Additionally, private equity’s growing interest in esports is consistent with the growth of digital platforms and “over-the-top” models that bypass traditional broadcasters and allow viewers to stream sports online.
For example, Silver Lake has developed a portfolio of investments that capitalize on the convergence of sports with digital media, expanding audiences for online content and increasing revenues. One of the company’s earliest sporting moves was its $4 billion investment in the Ultimate Fighting Championship (UFC), a mixed martial arts league that generated around 2,000 hours of viewership, mostly through its Fight Pass streaming service. Private equity investments in this case helped restructure the company’s ownership while bringing mixed martial arts and cage fighting to a wider audience – not only professionalizing the sport’s image, but paving the way for UFC’s parent company to go public Endeavor in April 2021 by a leveled valuation of $10.3 billion.
tackle challenges
However, private equity investing in the sports sector has also faced setbacks and challenges.
Often the leagues negotiate media rights and distribute proceeds among clubs, but these clubs also have the power to influence and even block deals – giving weight to the views of players and fans alongside the interests of individual clubs.

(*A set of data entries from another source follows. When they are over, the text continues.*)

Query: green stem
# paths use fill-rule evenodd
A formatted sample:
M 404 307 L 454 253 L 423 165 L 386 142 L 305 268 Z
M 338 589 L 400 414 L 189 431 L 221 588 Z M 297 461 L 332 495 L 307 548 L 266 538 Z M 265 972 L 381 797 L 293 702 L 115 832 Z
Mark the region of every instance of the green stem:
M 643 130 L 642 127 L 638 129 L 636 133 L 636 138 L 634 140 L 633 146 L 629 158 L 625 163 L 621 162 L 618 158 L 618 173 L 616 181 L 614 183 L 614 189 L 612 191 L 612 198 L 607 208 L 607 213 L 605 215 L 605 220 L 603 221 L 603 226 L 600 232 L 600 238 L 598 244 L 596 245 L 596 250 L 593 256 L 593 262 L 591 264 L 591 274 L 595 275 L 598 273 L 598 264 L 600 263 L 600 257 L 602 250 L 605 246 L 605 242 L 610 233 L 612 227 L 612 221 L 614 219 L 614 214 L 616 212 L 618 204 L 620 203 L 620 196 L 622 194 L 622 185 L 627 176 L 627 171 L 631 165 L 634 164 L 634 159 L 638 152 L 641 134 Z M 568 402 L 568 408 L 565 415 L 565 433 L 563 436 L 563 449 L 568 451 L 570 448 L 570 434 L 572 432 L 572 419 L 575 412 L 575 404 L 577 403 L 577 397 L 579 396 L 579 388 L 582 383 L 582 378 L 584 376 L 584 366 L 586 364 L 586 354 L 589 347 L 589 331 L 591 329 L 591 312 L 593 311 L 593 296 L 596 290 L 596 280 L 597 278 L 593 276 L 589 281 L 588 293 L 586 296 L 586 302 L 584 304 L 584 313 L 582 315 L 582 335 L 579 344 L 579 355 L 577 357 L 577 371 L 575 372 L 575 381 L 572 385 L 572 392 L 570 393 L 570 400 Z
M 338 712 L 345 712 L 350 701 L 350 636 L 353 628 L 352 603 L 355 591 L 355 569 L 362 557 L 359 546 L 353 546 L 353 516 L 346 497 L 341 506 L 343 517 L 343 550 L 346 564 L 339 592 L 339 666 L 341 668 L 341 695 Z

For example, European football leagues such as the Bundesliga turned down plans for a capital injection in return for a stake in a new rights management company.
The human component of sport is also difficult to anticipate. Potential underperformance by a sports team following the departure of a manager or injury to a player can damage a franchise and its value. Likewise, potential scandals involving players or managers can affect a team’s reputation and therefore its bottom line. Therefore, any investment must be preceded by specific due diligence to understand PR and “crisis management” strategies.
Private equity is fast becoming a major player in sport as sponsors capitalize on opportunities at the institutional level. Investors have the potential to provide commercial and technological know-how to teams and leagues seeking post-pandemic capital. Deals can be structured to benefit sponsors by developing revenue streams from sports-loving fans while avoiding the day-to-day pressures of sporting decisions. However, private equity firms must be prepared for the test and setbacks that come with investing in esports.